The paper I will discuss here is a bit afield from computational organic chemistry, but it raises some interesting issues that tangentially touch on the main theme of my blog.

Roger Sayle of OpenEye describes a software tool for translating chemical names from one language into another, for example a name in English to the corresponding name in German or Japanese or Chinese.1 One might imagine the many difficulties in this process – the strong dependency on very minor changes in the name can mean substantially different chemicals (think of propane vs. propene vs. propyne vs. propanol vs. propanal vs. propenal, etc.) and all this needs to be carefully recognized and translated.

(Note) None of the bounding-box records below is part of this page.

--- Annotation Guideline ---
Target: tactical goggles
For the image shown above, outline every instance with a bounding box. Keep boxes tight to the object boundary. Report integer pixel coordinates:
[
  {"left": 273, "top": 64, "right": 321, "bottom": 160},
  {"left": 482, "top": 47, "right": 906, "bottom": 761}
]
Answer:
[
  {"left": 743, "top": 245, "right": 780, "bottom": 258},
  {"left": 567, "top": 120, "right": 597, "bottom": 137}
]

My interest here is that chemical names including IUPAC names are really not the lingua franca of chemistry. Yes, chemists do use names but we really rely most on chemical structure drawings – that’s the surest way of transmitting our meaning to one another. But images are not a very good way for computers to communicate meaning. And that’s where the InChI label steps in. InChIs provide a standard means for two chemists (or two computers) to exchange chemical information without introducing errors and without the need for an intervening third-party to guarantee the meaning.

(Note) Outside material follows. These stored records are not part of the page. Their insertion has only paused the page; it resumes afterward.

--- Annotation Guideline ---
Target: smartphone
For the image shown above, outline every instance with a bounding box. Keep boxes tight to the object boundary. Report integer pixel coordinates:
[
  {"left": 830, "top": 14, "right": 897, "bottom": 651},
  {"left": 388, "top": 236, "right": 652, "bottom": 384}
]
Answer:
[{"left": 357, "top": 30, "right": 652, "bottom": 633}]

Here is a simple example of the benefit of the InChI using the first example from Sayle’s article. Figure 1 in his paper has the two similarly names compounds phenylacetate 1 and phenyl acetate 2. Note the critical importance of the blank space (actually this blank space is omitted in Figure 1 of the paper indicating just how easy it is for errors to sneak in!). Sayle points out that many languages beside English do not make use of whitespace in the way that English does, so that this translation must be done with special care.


phenyl acetate 1
InChI=1/C8H8O2/c1-7(9)10-8-5-3-2-4-6-8/h2-6H,1H3
InChIKey=IPBVNPXQWQGGJP-UHFFFAOYAF


phenylacetate 2
InChI=1/C8H8O2/c9-8(10)6-7-4-2-1-3-5-7/h1-5H,6H2,(H,9,10)/p-1/fC8H7O2/q-1
InChIKey=WLJVXDMOQOGPHL-CAGLWTAICB

Now the InChIs of 1 and 2 are unambiguous and will be the same in all (human) languages, eliminating the need of translation concerns. And if you’re unhappy with the length of the InChI, the InChIKey provides a fixed length string that captures almost all of the information of the InChI itself.

All compounds mentioned in my blog are listed at the end with their InChIs to promote the exchange of information and to encourage search-and-retrieval through the web. The leader in this sort of technology has been the Chemspider site, and I urge you to explore it and the use of InChIs.

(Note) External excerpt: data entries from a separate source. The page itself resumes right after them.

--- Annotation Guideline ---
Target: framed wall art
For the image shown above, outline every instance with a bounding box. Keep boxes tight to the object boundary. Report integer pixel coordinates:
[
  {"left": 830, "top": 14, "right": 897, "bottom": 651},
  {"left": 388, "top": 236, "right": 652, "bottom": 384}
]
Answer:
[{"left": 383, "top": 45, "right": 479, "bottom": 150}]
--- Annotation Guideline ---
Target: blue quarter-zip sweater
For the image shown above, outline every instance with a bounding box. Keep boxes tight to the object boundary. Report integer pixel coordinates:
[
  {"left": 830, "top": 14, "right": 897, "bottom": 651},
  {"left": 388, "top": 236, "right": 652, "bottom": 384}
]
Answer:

As an aside, for all you Star Trek nerds, the paper includes this quote

This relationship is even preserved in some modern synthetic languages, such as Klingon where water is “[klingon glyphs omitted here but do appear in the paper!]” (bIQ) and hydrogen is “[klingon glyphs omitted here]” (bIQ-SIp).

and includes a reference to the Klingon Language Institute! This just might be the first time Klingon has appeared in a chemistry journal!

References

(1) Sayle, R., "Foreign Language Translation of Chemical Nomenclature by Computer," J. Chem. Inf. Model. 2009, DOI: 10.1021/ci800243w.